2020/10/13

営業の舞台裏(1)

                                    洗脳セミナー全盛時代

「山笠さんって洗脳させるの得意だよね」

「どうして?」

「だってあたし洗脳されちゃってる気がするから」

「そんなことないよ、ボクは常にヨーコが幸せになってくれること、喜んでもらえることしか考えてないよ。その証拠にいつも君の予定や気持ちを尊重しているでしょ?」

「それそれ、確かにそのとおりなの。でも気が付けば洗脳されちゃってるんだよね…」

「そんなことで悩んでたの…?」

「うん」

「むしろボクの方がヨーコに洗脳されてるよ…」

 

 当時(いつでしょう笑?)月に1回、チョメチョメの関係だったヨーコからこんなことを言われたことがある。ヨーコは教員採用試験に落ち、塾の講師をしていた。

 かつて昭和50年代から平成初期にかけ、自己啓発と称する「洗脳セミナー」が花盛りだった。わかりやすく言えば、高倉健の映画を観た後、ほんの数時間でも高倉健になった気分で家路につく、そんな感じに似ている。

 

 当時のフルコミッションセールスの世界や保険外交員の世界では、それぞれの企業がモチベーションを上げるべく、工夫を凝らした「朝礼」を行った後、ロッキーのテーマをBGMに、めいめいが営業現場へ向かったと言われている…。

 

劣等感に苛まれる日々

 世紀末なのかバブル期前夜なのか、当時駆け出し健康食品営業マンだった小生は、「対面販売」で天才的な能力を発揮する怪しげな?業界人の面々を目の当たりし、「どうしたらあんなに売れるようになるんだろう…」とプチ悩んでいた時期でもあった。

 

 小生、中州食品工業社内では全く異文化の健康食品事業部育ちということもあり、同期からは「言葉巧みに人をだまくらかして売っている」と、30代半ばまではそんな感じで酒の肴にされていた。さらに詐欺師とかペテン師とか言われておちょくられていた(汗)。見方を変えれば、当時の健康食品って世間からはそんな見方をされていたものである。

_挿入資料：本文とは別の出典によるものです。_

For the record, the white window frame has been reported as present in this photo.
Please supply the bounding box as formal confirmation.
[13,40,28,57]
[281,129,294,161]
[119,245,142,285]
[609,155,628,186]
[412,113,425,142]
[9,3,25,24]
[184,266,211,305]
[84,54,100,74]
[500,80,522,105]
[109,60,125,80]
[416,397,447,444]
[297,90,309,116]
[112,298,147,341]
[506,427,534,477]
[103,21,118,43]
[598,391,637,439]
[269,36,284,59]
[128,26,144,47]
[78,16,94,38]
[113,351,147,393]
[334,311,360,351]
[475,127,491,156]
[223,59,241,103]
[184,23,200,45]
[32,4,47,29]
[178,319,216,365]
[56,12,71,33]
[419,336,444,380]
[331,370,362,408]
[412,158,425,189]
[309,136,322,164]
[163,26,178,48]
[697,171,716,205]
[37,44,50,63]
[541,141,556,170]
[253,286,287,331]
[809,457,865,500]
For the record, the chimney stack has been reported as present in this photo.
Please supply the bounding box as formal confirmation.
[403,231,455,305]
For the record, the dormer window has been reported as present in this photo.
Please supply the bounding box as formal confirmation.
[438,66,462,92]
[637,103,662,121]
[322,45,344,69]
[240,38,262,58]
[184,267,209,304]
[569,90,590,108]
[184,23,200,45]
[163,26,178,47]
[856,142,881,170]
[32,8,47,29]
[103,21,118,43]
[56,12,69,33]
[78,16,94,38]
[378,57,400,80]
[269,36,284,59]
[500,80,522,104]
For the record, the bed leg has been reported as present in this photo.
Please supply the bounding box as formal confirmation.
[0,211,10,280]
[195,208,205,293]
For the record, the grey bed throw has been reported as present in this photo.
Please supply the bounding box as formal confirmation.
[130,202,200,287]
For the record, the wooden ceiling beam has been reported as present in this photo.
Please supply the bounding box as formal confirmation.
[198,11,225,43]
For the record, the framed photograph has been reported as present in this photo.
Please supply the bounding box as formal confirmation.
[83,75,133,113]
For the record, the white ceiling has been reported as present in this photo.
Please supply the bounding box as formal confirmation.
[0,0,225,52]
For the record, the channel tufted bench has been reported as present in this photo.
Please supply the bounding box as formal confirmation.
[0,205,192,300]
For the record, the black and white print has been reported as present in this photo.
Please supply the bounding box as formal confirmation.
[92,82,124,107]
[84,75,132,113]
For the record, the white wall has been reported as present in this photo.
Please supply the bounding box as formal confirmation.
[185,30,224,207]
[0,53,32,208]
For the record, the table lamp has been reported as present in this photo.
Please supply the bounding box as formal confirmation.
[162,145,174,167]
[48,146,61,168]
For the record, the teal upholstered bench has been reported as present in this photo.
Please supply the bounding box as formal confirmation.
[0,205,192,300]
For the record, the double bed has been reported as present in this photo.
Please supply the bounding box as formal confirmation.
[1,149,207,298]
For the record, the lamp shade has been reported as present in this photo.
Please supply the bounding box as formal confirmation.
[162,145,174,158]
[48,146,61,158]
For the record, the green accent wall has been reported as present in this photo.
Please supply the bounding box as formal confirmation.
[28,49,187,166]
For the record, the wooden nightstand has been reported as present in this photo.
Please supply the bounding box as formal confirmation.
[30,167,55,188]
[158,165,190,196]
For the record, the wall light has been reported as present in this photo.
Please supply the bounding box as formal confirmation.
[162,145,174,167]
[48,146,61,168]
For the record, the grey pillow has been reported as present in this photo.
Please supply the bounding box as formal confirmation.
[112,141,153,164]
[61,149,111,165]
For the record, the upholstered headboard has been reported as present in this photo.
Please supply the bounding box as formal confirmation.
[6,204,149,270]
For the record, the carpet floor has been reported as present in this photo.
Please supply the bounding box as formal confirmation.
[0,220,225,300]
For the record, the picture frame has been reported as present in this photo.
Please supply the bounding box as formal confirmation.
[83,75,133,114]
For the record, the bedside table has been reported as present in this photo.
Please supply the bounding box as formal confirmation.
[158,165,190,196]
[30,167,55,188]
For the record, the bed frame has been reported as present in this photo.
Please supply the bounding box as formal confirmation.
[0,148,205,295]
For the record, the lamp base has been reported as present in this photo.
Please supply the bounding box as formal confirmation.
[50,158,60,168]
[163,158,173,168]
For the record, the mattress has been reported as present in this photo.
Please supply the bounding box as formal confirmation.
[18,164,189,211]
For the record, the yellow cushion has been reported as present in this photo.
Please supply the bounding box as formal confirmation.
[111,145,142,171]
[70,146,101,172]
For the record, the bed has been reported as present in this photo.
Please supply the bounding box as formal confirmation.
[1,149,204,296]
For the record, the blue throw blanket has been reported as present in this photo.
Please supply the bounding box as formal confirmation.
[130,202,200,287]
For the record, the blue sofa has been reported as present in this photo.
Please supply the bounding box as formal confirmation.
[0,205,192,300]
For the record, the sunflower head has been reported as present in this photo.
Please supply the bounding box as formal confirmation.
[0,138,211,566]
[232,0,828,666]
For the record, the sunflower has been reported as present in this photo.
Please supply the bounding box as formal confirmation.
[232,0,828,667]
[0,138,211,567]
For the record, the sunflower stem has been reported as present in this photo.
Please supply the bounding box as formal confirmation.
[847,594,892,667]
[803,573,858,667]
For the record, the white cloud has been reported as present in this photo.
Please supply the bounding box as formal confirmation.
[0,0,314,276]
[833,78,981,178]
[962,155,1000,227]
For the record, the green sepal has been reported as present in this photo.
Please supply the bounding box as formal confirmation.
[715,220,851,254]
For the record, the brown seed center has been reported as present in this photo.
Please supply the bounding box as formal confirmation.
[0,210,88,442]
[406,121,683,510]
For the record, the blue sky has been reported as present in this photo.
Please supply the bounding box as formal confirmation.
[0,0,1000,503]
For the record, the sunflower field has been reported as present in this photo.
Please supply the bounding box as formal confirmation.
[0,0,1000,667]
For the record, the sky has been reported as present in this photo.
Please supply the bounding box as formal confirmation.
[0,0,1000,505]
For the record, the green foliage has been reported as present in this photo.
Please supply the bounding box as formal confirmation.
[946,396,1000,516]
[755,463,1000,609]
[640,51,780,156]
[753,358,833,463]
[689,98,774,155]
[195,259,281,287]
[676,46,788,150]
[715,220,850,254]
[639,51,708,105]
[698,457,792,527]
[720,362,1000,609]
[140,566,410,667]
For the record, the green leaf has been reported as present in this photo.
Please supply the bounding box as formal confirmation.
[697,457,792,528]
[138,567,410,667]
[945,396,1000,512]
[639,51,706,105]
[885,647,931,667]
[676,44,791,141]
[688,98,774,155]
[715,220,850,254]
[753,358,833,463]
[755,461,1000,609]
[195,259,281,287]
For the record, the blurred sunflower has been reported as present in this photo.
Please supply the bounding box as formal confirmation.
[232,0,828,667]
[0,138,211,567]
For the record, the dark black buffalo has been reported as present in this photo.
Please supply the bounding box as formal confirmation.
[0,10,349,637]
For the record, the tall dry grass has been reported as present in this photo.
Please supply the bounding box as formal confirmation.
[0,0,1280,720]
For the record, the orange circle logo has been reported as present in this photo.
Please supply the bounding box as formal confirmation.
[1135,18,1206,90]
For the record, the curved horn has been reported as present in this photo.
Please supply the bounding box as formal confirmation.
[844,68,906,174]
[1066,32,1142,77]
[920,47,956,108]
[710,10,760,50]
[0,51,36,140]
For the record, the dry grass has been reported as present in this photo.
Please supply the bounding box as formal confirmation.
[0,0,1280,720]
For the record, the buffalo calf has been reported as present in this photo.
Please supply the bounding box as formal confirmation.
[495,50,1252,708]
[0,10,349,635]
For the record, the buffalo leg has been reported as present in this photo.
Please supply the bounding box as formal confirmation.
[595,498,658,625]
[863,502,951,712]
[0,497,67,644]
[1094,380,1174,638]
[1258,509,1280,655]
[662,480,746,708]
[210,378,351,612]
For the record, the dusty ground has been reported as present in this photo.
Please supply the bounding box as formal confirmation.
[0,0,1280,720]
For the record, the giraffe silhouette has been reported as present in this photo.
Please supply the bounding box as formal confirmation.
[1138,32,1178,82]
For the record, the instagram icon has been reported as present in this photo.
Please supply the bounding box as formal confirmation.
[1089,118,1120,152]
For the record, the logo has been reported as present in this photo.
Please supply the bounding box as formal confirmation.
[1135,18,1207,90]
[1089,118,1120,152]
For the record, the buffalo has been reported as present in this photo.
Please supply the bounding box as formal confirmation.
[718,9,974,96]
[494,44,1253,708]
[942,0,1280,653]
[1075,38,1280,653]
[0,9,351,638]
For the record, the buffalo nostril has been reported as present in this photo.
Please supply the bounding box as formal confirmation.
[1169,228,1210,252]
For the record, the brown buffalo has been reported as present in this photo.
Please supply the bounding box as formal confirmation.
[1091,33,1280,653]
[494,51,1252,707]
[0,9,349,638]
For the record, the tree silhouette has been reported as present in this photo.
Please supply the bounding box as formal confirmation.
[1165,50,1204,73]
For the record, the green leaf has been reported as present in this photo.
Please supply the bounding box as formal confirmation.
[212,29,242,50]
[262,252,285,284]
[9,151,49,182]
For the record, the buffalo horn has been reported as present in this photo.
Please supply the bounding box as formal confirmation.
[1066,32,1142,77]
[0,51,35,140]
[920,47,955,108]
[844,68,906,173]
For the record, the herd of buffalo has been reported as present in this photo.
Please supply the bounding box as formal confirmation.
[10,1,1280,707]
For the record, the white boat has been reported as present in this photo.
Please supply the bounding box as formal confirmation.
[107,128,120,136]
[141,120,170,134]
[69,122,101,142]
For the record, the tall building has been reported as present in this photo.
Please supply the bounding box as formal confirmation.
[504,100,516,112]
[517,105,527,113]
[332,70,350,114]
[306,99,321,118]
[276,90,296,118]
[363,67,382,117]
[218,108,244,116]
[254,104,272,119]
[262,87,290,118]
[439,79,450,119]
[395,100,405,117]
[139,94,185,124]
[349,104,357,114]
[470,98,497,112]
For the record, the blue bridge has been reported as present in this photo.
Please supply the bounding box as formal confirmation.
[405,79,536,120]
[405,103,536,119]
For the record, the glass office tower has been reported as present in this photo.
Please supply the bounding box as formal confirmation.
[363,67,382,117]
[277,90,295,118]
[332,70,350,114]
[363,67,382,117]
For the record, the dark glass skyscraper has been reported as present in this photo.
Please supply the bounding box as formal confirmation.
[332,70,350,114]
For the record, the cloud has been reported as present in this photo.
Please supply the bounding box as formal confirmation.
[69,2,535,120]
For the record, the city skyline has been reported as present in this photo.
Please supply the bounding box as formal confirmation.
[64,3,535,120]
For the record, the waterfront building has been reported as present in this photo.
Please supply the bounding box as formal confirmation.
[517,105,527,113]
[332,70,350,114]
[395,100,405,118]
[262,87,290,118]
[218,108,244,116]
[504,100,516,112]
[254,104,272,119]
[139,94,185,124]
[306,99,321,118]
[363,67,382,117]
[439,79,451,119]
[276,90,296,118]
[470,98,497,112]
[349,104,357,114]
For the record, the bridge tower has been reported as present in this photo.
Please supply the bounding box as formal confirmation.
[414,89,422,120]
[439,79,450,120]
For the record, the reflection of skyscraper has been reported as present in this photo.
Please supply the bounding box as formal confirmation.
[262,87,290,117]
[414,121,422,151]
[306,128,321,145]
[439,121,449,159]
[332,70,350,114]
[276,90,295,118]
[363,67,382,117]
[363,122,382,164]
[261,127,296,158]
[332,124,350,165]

 口の悪い同期など、女子新入社員に対し「山笠には気をつけた方がええで! あいつはだまくらかして健康食品売りまくっているからね」、「悪行三昧やわ」、「あいつに触られただけで妊娠するかもしれへんでぇ、気いつけぇやぁ~」とか、冗談にしてはけっこうキツい陰口をたたかれていたものだ。

「 風評」とは実に恐ろしいもの。新人ながらも、古来より「ニッポン特有の村社会の現実」を真正面から学習させてもらった次第である(笑)。

 

 ただし、社内で話題を振りまき続けた小生も、健康食品業界のなかでは劣等感に苛まれていた。何せ対面販売で小生が1日やっとこさの5万円を売り上げるところ、「対面販売の天才」との誉れ高い山菱食品販売の中本課長は 「ダメだダメだ、山チャン今日は15万しか上がりないもんねぇ」と小生をギャフンと言わせてくれる。

 片やサプリメント販売の「カリスマ」を孫に持つというフリー販売員の星野さんは、余裕で30万円を売っていた。

 そんな悩ましい日々を過ごしていた小生の前に現れたのが、プライベートな集まりの新年会が開かれたとき、偶然同席した泉山亜子さんだった。小生より2学年上、某大学の演劇科を卒業している役者志願者だった。